Shown in Fig. 6 are the dose-response results for MRX-8 and PMB in the murine pneumonia model against a single strain each of E. coli and P. aeruginosa. In each study, the organisms exhibited similar growth in untreated control animals with >3-log10 growth. MRX-8 had much more activity against these two isolates, yielding almost 2-log kill after 24 h, whereas PMB failed to achieve net stasis (P < 0.001). It should be noted that the dosing was designed to achieve plasma free-drug AUCs that were equivalent between the drugs (31.5 mg · h/liter), and therefore, the fAUC/MIC ratios associated with these doses were ∼15 for both organisms in the PMB study and ∼15 for the P. aeruginosa strain and ∼60 for the E. coli strain in the MRX-8 study.
FIG 6.
MRX-8 and PMB against E. coli ATCC 25922 (top) and P. aeruginosa 3076 (bottom) in the neutropenic mouse pneumonia model. Groups of 3 mice were infected with the select organism and treated for 24 h with MRX-8 at 35 mg/kg/12 h or PMB at 25 mg/kg/12 h by the subcutaneous route. The dashed horizontal line is the initial burden. Blue vertical bars represent growth in the untreated control. The difference at 24 h between MRX-8- and PMB-treated mice was statistically significant (*, P < 0.001 by Student’s t test).
DISCUSSION
MRX-8 is a novel polymyxin antibiotic designed to treat multidrug-resistant Gram-negative bacterial infections, including Escherichia coli, Pseudomonas aeruginosa, Klebsiella pneumoniae, and Acinetobacter baumannii. MRX-8 was developed using a “soft drug design,” which represents a new approach aimed at designing safer drugs with an increased therapeutic index by integrating metabolism and detoxification factors into the drug design process (6). Specifically, MRX-8 contains a fatty acyl tail attached via an ester bond, which allows for deesterification to a less toxic metabolite (7).

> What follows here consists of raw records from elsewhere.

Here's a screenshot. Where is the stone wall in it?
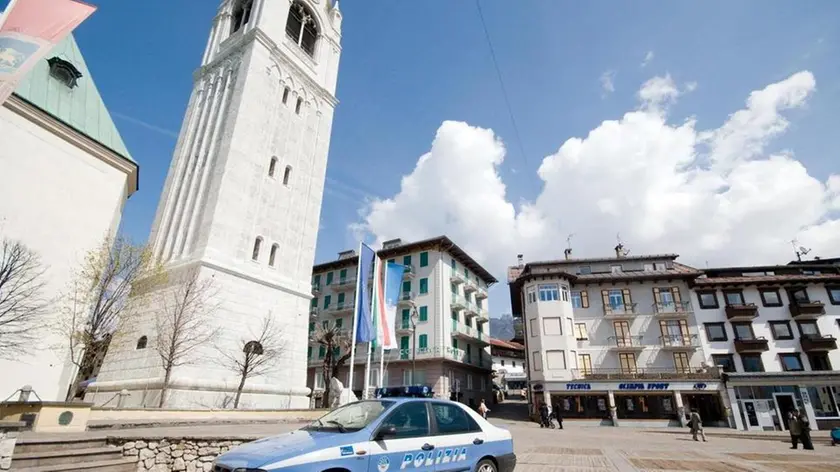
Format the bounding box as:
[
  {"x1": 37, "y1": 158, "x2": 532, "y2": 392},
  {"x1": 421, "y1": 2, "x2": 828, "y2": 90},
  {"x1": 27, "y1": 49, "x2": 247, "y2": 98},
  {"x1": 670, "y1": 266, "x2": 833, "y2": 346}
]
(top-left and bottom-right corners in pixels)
[{"x1": 108, "y1": 438, "x2": 246, "y2": 472}]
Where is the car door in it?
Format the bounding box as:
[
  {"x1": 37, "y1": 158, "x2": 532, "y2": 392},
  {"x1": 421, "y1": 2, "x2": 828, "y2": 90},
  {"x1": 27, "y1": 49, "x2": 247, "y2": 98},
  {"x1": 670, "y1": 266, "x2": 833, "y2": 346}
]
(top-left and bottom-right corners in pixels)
[
  {"x1": 368, "y1": 400, "x2": 435, "y2": 472},
  {"x1": 430, "y1": 402, "x2": 489, "y2": 472}
]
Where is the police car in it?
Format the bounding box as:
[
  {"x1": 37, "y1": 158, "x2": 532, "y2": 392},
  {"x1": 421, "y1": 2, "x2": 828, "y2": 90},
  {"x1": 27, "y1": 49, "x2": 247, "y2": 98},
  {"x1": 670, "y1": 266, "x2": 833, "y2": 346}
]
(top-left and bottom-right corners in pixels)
[{"x1": 213, "y1": 387, "x2": 516, "y2": 472}]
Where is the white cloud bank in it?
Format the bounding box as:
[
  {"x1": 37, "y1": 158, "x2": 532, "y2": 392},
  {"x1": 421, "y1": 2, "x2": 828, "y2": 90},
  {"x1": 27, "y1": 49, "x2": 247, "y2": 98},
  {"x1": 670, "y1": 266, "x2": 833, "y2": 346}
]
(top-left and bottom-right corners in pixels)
[{"x1": 355, "y1": 71, "x2": 840, "y2": 280}]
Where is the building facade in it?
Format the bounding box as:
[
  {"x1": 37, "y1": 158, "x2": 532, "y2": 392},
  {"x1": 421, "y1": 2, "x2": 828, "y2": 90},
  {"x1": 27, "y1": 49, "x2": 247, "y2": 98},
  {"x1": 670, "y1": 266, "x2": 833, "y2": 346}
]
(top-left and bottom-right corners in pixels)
[
  {"x1": 86, "y1": 0, "x2": 342, "y2": 408},
  {"x1": 0, "y1": 34, "x2": 139, "y2": 401},
  {"x1": 307, "y1": 236, "x2": 496, "y2": 406},
  {"x1": 509, "y1": 251, "x2": 729, "y2": 426},
  {"x1": 692, "y1": 261, "x2": 840, "y2": 430}
]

Our study examines MRX-8 efficacy in vivo to determine the pharmacodynamic properties of this novel agent. We demonstrated that both the AUC/MIC and Cmax/MIC ratios were robust PD indices predicting MRX-8 efficacy. This aligns well with previous in vitro and in vivo studies of the polymyxin class demonstrating concentration-dependent killing with relatively quick regrowth once drug concentrations fall below the MIC (8–14). This pattern of activity explains why, in studies that have utilized a dose fractionation design, both AUC/MIC and Cmax/MIC PK/PD indices are strongly associated with efficacy. The magnitude of MRX-8 PK/PD exposure for a therapeutic effect is also similar to the results of previous work within the polymyxin class. In previous studies, against select Gram-negative isolates, the fAUC/MIC ratio associated with net stasis in the mouse thigh model was 5 to 17 (9–11, 13). These PK/PD target exposures correlate well with results from the present study, in which most strains studied had stasis target exposures in this range. However, it is likely that protein binding determination and biological variability between species and strains explain some of the small differences in PK/PD target exposures between studies.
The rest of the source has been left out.